KOMÜNİST PARTİNİN UYGUR KÖKENLİ VEKİLİ ABD'Yİ ELEŞTİRDİ
Zakir, ABD Temsilciler Meclisi'nin Uygur Türklerine yönelik baskı politikalarından dolayı Çinli yetkililere yaptırım uygulanmasını öngören yasa tasarısını kabul etmesine sert tepki gösterdi.
Euornews'ten Mustafa Bağ'ın haberine göre "Sincan'daki etnik gruplara mensup insanlarının hayatları terör tehdidi altındayken ABD sağır kesilmişti" diyen Zakir, "Şu anda Sincan'da toplum sürekli gelişiyor ve tüm etnik kökenlerden insanlar barış içinde yaşıyor ve çalışıyor. ABD tedirgin bunun için de Sincan'a (Doğu Türkistan) karşı bir karalama kampanyası başlattı. Ancak hiçbir güç, Sincan'ın istikrar ve kalkınma yönündeki ilerlemesini durduramayacak" diye konuştu.
"ABD İÇ İŞLERİMİZE MÜDAHALE EDİYOR"
Hızını alamayan Komünist Parti'nin Doğu Türkistan Valisi, ABD Temsilciler Meclisi'nin, Çin'in Uygurlara yönelik muamelesini kınayan adımının "uluslararası hukukun ağır ihlali ve Çin'in iç işlerine müdahale" olduğunu öne sürdü.
ABD'DEKİ O TASARI
Temsilciler Meclisi, Çin'i azınlıklara yönelik tutumundan ötürü kınamış ve Çinli yetkililere ilave yaptırımlar öngören yasa tasarısını 1'e karşı 407 oyla kabul etmişti.
UYGURLAR: AKRABALARIMIZ KAYIP
Ancak ÇKP'li yöneticinin iddiası diasporada bulunan Uygurlar ve uluslararası kamuoyu tarafından yalanlandı. Uygurlar, akrabalarından haber alamadıklarını ve çoğunun kayıp olduğunu dile getirdi.
3 MİLYONA YAKIN UYGUR TÜRKÜ TOPLAMA KAMPLARINDA
BM başta olmak üzere insan hakları örgütleri, Çin yönetiminin 1 ile 3 milyon arasında Uygur ve diğer Türk toplumlarına mensup kişileri toplama kamplarında tuttuğunu belirtiyor.

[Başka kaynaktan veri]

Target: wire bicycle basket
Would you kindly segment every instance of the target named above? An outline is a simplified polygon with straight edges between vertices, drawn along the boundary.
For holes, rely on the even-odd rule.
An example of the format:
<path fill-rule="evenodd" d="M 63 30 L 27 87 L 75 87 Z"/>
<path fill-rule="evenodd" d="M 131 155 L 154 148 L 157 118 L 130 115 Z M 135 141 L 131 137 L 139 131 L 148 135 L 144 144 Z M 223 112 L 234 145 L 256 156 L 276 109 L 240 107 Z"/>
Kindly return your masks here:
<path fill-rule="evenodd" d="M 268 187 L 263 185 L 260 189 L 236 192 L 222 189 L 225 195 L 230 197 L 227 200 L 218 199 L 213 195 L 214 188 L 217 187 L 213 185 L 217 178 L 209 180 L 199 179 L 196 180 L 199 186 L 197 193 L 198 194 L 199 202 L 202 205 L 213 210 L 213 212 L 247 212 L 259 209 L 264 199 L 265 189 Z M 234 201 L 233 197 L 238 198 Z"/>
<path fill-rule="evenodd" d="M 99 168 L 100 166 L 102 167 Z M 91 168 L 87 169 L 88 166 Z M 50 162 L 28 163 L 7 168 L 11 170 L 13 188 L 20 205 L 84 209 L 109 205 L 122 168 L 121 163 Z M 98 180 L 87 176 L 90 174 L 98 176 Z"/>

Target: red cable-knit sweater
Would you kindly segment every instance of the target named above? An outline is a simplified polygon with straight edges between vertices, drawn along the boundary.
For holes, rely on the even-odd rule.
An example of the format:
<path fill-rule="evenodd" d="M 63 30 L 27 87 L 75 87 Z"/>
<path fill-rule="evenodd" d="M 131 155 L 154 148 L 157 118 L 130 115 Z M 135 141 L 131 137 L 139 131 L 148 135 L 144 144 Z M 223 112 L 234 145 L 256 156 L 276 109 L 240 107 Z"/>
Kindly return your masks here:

Şöhret Zakir, kamplarda tutulan kişilerin sayısına ilişkin uluslararası basında yer alan rakamların tam bir hayal ürünü ve uydurma olduğunu kaydetti.
ÇKP'li yetkili temmuz ayında da benzer açıklamalarda bulunmuş ve 'mesleki eğitim merkezlerindeki' tüm 'öğrencilerin' eğitimlerini tamamlayarak evlerine döndüğünü ileri sürmüştü.
Pazartesi günü aynı ifadeleri yineleyen Zakir, 'hür iradeye' dayalı olarak eğitimlere devam edileceğini ve insanların söz konusu programlara gidip gelme özgürlüğünün bulunduğunu söyledi.
Uygurlar, Pekin yönetiminin terörle mücadele adı altında Uygurlara yönelik faaliyetlerinin 'asimilasyon' olduğunu ve Çin'in kendilerine karşı 'soykırım' uyguladığını belirtiyor.